After Indiana’s right-to-work law took effect on Mar. 14, 2012, the International Union of Operating Engineers, Local 150, AFL-CIO challenged the law in federal and state court. The Union’s lawsuits challenged the law’s requirement that unions provide non-members with services without receiving compensation on constitutional grounds. (Read more about the suit here.)
On Sept.2, 2014, the 7th Circuit Court of Appeals affirmed the United States District Court, Northern District of Indiana’s ruling dismissing the Union’s lawsuit and concluding that the law’s provisions do not violate the Union’s rights under the U.S. Constitution.
Also in September, the Indiana Supreme Court heard oral argument on the Union’s state court claim attacking the right-to-work law on Indiana Constitutional grounds. Previously, a Lake County judge ruled that the law violated the Indiana Constitution’s prohibition against the state forcing the provision of services for free.
On Nov. 6, 2014, the Indiana Supreme Court disagreed that a compulsion to provide services does not constitute a demand made by the state. The decision explained that “on the face of Indiana’s right-to-work law, there is no state demand for services; the law merely prohibits employers from requiring union membership or the payment of monies as a condition of employment."

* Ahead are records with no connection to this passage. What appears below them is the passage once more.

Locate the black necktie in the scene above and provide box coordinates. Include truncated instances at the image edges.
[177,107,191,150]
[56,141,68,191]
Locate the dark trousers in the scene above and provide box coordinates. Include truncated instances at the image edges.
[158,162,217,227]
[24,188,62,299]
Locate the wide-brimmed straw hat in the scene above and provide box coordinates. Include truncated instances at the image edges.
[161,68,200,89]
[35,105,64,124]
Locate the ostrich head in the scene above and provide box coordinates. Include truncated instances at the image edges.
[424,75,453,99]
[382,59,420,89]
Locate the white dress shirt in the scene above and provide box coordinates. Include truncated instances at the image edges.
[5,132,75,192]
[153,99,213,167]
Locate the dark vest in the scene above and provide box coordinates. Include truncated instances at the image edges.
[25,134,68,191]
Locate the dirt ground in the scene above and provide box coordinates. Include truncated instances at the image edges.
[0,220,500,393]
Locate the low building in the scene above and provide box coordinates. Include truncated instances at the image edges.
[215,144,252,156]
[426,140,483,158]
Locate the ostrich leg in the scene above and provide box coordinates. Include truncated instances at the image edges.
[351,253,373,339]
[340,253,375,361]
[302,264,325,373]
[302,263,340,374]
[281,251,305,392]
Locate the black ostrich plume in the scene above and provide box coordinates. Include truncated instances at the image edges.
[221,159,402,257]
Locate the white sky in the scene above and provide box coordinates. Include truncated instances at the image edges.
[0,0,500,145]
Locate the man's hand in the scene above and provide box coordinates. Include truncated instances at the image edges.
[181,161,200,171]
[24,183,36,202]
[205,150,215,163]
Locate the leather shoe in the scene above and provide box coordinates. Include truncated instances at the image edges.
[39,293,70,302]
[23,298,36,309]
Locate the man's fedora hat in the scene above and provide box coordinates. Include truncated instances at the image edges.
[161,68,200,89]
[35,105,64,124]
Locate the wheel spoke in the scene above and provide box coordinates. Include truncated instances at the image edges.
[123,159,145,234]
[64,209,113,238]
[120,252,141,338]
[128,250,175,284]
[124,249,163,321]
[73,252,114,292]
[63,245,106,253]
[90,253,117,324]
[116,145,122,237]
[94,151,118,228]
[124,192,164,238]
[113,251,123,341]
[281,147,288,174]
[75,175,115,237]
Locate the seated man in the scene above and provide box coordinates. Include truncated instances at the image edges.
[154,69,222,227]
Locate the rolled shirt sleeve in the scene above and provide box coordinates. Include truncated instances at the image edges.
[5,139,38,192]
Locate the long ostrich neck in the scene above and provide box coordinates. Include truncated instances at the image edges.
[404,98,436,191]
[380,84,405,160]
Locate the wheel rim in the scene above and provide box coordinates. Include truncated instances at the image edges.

The Court also noted that the obligation to represent all employees in a bargaining unit is optional; it occurs only when the union elects to be the exclusive bargaining agent, for which it is justly compensated by the right to bargain exclusively with the employer.
This could be considered a great result for Indiana employers because the Union’s arguments have now failed in state and federal courts; however, the Union may attempt an appeal to the United States Supreme Court.